9i “Yeah. What a crock of shit. He is forever making up stories or just plain lying. He won’t take responsibility for anything”. He said. More elements of the personality of what he calls a ‘father’
10i “I take it you’re not too fond of your father?” I asked. There are clearly times when a sense of humor is very useful with adolescents. The best I can say as to why ‘then’ and why subsequently is that I don’t know. Perhaps I could be let off the hook by saying that at that time it ‘felt’ right. The patient obviously responded well
11i “You can say that again.” He said. More humor. Again a feeling. No specific justification.
12 “I take it you’re not particularly fond of your father.” I laughed.
13i “That’s another thing. He has no sense of humor. Everything with him is so serious and usually about one or another defect he has. Things at home are just dead serious” He said.

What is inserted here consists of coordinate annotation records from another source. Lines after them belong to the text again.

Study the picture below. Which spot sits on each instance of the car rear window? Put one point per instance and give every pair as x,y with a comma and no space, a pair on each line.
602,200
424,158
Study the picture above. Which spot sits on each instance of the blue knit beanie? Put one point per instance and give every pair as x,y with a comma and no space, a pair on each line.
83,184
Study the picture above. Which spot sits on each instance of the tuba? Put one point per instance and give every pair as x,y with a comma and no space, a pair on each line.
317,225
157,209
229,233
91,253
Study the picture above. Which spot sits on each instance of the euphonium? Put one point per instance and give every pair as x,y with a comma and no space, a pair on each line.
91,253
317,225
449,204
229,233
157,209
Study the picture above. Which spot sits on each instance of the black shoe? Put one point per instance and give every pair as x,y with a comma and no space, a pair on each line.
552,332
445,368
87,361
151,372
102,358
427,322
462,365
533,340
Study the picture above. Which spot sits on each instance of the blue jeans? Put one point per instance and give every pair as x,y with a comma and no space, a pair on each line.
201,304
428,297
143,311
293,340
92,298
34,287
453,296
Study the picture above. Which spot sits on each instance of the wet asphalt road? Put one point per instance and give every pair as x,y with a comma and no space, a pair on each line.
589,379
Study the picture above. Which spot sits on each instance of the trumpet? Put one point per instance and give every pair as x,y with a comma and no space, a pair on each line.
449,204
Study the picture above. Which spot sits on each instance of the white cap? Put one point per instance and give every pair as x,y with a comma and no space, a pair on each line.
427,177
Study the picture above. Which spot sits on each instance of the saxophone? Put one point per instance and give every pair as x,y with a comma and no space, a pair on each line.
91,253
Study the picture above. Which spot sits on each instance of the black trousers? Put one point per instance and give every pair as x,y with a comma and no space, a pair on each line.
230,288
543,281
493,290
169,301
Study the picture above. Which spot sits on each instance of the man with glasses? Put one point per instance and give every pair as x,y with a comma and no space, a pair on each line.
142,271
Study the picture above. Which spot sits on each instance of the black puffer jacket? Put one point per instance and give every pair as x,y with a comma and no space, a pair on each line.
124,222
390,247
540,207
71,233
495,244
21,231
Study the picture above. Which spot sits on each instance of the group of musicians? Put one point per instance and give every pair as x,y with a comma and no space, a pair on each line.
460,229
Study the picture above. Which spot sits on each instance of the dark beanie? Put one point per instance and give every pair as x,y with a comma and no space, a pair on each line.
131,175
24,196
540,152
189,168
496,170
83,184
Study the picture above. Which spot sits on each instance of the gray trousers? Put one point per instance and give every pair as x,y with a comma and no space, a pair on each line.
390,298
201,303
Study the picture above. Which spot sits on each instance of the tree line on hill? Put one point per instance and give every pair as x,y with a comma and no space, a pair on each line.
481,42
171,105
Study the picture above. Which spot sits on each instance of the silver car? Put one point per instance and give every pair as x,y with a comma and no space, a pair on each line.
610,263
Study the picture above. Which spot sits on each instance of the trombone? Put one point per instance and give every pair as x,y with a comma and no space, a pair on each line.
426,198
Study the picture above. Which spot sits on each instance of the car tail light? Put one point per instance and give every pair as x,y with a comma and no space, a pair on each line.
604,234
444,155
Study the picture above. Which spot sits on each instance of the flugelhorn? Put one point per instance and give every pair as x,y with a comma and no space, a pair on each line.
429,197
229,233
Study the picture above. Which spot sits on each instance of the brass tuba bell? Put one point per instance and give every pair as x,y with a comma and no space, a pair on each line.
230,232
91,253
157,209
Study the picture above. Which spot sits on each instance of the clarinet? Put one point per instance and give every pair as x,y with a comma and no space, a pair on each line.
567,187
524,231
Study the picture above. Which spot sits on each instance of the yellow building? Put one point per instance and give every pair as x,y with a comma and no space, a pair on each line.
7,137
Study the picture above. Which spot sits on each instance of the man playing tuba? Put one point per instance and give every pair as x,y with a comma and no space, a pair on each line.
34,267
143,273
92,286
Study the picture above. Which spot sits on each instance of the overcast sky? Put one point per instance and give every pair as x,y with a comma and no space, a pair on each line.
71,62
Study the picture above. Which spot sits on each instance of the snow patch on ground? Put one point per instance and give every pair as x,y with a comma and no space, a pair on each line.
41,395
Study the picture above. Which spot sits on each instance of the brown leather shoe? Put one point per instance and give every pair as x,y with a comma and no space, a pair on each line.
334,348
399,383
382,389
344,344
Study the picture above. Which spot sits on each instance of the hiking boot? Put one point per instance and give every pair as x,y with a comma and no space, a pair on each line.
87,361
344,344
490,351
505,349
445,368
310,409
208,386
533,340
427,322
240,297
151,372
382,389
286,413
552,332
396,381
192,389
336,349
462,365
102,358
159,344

Further response to humor and other material.
Summary: my patient did not feel he was one of my theories; he knew that I took him seriously; interpretations that I made were not intrusive to him, but seemed to have the effect of furthering our analytic investigation; he discussed issues that are clearly important to him (although to me, at least, quite unclear); humorous interpretations seemed to facilitate psycho-analytic investigation; transference was clearly important, me apparently being an idealized version of whatever a ‘father’ is to him; and, finally, clearly he has a constructive and friendly relationship with me.